La méthode par questionnaire peut favoriser l’objectivation de certains non-respects de procédures ou bonnes pratiques, de certaines difficultés, de certains ressentis, de valeurs, d’une subjectivité certaine en les quantifiant. Ainsi, il facilite la mesure des différentes violations routinières, par nécessité ou par commodité. Il nous aide aussi à préciser certains affects qu’éprouvent les IBODE questionnés quand ils relatent les non respects de bonnes pratiques.
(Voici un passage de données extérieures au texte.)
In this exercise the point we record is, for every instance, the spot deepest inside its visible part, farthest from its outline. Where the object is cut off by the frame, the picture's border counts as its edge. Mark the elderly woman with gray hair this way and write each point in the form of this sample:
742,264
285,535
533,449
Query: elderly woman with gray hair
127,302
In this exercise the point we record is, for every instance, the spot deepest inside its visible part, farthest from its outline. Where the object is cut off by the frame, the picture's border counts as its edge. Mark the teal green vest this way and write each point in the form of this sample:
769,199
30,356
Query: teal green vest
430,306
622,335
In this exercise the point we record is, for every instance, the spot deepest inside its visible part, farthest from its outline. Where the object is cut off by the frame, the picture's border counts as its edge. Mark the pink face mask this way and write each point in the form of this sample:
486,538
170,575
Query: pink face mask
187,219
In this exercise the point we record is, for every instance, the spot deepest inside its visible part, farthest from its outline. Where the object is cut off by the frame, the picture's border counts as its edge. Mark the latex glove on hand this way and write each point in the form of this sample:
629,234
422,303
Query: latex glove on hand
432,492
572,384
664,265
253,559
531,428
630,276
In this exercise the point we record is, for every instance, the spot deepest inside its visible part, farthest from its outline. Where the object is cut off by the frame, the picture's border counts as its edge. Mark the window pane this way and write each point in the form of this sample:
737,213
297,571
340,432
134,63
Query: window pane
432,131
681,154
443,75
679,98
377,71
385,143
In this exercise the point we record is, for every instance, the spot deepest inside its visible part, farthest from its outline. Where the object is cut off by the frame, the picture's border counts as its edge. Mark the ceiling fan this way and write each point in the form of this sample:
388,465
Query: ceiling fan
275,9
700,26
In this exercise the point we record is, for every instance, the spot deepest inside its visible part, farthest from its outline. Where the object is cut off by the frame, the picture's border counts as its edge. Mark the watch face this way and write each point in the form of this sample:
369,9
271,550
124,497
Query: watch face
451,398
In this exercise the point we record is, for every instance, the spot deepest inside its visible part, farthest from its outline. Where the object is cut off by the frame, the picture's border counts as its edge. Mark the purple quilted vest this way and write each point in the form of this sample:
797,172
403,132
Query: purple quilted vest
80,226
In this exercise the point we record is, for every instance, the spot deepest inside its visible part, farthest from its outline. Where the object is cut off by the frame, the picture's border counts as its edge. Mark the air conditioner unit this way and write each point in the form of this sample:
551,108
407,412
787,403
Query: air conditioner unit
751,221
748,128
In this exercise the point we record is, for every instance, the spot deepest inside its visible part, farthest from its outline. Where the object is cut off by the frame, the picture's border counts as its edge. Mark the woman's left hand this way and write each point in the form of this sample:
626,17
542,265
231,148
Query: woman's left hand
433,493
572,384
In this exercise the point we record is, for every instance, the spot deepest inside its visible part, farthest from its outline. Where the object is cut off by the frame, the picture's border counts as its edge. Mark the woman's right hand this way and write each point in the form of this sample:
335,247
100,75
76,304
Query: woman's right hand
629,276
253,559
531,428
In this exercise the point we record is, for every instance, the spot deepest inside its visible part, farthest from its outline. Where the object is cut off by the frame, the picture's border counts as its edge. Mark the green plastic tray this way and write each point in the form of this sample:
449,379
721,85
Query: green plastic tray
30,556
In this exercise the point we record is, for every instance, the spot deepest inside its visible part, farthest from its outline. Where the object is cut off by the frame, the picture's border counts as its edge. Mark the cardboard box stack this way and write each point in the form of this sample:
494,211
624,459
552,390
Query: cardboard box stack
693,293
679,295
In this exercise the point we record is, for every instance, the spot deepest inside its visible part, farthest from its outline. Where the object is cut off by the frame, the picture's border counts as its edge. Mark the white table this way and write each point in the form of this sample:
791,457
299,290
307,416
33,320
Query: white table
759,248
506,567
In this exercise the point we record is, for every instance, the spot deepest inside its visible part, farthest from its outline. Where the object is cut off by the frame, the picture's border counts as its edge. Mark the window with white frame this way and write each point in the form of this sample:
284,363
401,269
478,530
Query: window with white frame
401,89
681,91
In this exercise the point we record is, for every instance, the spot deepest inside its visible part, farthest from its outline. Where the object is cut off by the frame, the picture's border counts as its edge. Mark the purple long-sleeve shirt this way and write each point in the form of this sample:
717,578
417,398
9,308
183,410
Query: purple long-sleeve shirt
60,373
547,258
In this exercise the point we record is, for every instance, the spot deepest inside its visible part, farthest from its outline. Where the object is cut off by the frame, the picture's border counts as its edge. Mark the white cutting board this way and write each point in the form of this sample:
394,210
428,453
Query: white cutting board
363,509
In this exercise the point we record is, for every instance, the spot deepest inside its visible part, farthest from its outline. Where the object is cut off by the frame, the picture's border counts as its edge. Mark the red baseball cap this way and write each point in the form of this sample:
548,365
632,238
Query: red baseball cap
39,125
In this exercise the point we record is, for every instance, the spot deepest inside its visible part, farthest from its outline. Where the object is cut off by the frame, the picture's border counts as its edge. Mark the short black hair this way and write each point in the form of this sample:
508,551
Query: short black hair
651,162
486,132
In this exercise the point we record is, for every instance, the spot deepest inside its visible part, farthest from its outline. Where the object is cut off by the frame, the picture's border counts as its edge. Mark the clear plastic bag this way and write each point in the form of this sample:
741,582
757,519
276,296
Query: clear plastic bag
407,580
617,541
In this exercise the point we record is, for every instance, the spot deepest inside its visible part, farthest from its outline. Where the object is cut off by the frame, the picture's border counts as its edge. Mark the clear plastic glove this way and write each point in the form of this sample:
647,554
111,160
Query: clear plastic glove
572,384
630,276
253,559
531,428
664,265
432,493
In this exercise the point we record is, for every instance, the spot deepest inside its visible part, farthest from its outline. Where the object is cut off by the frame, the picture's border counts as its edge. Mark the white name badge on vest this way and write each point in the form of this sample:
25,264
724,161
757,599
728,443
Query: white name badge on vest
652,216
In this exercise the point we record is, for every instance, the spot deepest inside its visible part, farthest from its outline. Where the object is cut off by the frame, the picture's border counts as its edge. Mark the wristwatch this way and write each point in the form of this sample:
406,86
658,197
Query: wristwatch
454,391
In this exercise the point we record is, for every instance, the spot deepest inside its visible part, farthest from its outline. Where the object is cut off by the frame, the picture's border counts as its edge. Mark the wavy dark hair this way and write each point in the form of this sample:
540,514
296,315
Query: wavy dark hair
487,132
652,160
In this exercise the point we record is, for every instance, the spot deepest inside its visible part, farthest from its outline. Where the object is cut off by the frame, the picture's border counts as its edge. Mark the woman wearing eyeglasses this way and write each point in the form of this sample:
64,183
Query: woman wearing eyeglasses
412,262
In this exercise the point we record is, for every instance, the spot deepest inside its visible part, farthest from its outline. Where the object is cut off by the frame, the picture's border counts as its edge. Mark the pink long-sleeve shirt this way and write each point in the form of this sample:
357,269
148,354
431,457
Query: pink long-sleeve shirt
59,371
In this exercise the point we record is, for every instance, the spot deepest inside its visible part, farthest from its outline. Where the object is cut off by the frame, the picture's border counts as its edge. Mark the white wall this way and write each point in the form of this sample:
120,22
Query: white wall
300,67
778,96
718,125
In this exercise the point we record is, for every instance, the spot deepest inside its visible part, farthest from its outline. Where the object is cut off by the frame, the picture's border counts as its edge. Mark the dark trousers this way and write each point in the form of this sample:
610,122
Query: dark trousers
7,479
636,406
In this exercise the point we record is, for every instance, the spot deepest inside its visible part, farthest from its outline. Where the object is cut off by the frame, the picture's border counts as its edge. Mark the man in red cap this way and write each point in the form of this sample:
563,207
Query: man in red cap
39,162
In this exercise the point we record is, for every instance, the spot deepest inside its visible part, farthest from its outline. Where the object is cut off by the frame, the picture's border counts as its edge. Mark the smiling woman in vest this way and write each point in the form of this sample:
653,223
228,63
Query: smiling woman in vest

La méthode qualitative peut permettre de comprendre les modes de réduction notamment le changement d’attitude généré par l’état motivationnel induit par la dissonance. Elle peut aussi favoriser l’expression de violations de quelques types soient-elles. Ainsi, nous pourrons mettre en évidence la nature des violations versus état de dissonance et modes de réduction éventuels. Elle peut complémenter de même notre recueil de données quant aux valeurs et qualités professionnelles exprimées par les IBODE.
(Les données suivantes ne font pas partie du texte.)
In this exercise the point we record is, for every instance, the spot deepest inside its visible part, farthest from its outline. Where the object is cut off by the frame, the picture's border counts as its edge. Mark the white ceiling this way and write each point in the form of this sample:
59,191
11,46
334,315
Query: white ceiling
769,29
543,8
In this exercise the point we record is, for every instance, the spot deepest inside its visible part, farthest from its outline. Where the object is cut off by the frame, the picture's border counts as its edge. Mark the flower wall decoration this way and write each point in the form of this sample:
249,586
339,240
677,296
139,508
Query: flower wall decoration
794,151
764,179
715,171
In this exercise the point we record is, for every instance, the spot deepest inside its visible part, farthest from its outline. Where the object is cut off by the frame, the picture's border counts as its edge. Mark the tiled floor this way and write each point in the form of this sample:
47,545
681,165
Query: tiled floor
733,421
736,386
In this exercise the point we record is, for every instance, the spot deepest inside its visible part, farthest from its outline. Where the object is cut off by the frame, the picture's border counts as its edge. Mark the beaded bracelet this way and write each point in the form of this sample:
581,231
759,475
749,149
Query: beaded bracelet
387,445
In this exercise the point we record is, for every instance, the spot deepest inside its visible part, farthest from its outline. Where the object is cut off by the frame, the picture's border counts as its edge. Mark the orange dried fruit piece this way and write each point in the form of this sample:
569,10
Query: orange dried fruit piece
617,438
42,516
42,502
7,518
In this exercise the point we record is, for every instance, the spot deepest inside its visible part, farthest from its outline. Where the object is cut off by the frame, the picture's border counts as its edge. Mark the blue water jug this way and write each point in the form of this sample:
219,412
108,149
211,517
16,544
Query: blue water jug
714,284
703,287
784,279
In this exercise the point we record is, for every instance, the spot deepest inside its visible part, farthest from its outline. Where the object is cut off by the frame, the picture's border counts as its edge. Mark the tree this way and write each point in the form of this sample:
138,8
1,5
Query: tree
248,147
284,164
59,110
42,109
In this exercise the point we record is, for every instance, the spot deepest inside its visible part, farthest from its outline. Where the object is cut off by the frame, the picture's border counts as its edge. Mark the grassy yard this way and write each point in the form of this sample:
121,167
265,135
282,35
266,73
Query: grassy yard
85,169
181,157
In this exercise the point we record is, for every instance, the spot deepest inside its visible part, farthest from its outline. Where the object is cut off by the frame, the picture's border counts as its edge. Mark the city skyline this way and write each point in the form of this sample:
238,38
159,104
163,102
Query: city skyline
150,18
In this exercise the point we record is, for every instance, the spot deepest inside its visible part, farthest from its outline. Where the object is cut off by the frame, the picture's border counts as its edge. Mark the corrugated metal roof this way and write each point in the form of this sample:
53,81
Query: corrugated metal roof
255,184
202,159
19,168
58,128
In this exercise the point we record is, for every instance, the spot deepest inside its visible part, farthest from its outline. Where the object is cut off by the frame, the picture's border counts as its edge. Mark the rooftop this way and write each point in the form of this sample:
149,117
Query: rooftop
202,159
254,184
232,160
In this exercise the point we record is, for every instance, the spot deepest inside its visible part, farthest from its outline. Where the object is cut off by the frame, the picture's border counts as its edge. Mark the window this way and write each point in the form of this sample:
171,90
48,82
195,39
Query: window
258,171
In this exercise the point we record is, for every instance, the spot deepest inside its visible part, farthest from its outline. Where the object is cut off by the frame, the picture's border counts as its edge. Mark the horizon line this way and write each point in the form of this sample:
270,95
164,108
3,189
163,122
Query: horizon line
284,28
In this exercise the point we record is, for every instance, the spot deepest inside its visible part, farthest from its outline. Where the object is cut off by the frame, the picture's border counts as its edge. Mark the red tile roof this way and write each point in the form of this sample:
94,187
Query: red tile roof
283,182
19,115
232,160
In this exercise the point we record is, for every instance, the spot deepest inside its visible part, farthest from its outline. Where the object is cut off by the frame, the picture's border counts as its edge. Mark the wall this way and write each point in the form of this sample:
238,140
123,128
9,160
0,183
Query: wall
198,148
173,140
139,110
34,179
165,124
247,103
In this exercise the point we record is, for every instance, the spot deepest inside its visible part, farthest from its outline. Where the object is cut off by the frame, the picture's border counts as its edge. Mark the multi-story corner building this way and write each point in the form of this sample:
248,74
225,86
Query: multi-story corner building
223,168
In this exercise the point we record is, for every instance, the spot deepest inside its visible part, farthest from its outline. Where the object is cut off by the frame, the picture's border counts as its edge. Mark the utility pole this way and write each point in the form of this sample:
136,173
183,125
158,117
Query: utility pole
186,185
La technique de l’entretien quant à elle, est bien antérieure à celle reconnue en sciences sociales. Il y a des siècles son usage diplomatique renvoyait au dialogue établi entre deux souverains. Mais avec l’étude réalisée à la Western Electric, « se déroule une enquête

141 d’évaluation d’un style nouveau qui sera rapportée, commentée et théorisée en 1943 par ceux que l’on considère comme les fondateurs de l’entretien de recherche : Roethlisberger et Dickson » (Blanchet, Gotman, 1992, p. 9). Ces chercheurs étudièrent l’ampleur et l’étendue des « relations interpersonnelles dans la motivation au travail » (Ibid., p. 10). Ainsi, le questionnaire ne satisfaisait plus dans la mesure où les ouvriers interrogés se trouvaient dans l’incapacité de s’exprimer librement puisqu’ils devaient renseigner des questions envisagées par les chercheurs. De la sorte, « d’une information qui constituait une réponse ponctuelle à une question directe de l’enquêteur, on est passé à une réponse-discours obtenue par des interventions indirectes de l’enquêteur » (Blanchet, Gotman, 1992, p. 9). En conséquence, par le biais des échanges, la mise en mots de la subjectivité de l’enquêté pourrait être facilitée car « les méthodes d’entretien se distinguent par la mise en œuvre des processus fondamentaux de communication et d’interactions humaines. De plus, « correctement mis en valeur, ces processus permettent au chercheur de retirer de ses entretiens des informations de réflexion très riches et nuancées » (Quivy, Campenhoudt, 1995, p. 194). Par conséquent, ce dialogue entretiendra l’expression des perceptions d’un évènement et de leurs pratiques de travail. L’infirmier IBODE pourra justifier son interprétation de certaines situations, de certains comportements au regard de questionnement singulier. Ainsi, le fait d’être en interrelation lors de la communication favorisée par la méthode de l’entretien pourra encourager différents niveaux de communication. Nous retrouverons alors différents degrés où la communication se développera. Tout d’abord, « le niveau corporel correspond au comportement non verbal, le niveau émotionnel intègre les émotions, les sentiments, le niveau intellectuel repose sur le discours, les raisonnements, l’argumentation. Le niveau spirituel représente les valeurs et les croyances de l’individu. » (Guittet, 2008, p. 7). Nous essaierons donc de permettre l’expression de ces diverses dimensions. Ainsi, l’entretien « fait appel au point de vue de l’acteur et donne à son expérience vécue, à sa logique, à sa rationalité, une place de premier plan » (Blanchet, Gotman, 1992, p. 23).

De façon complémentaire, le questionnaire est censé interroger des variables telles que des affects auto-rapportés, la typologie des violations. Il permet ainsi d’appréhender la population des IBODE face aux procédures contournées. Les entretiens permettront de donner du sens à des comportements. Ils faciliteront une compréhension de phénomènes vécus.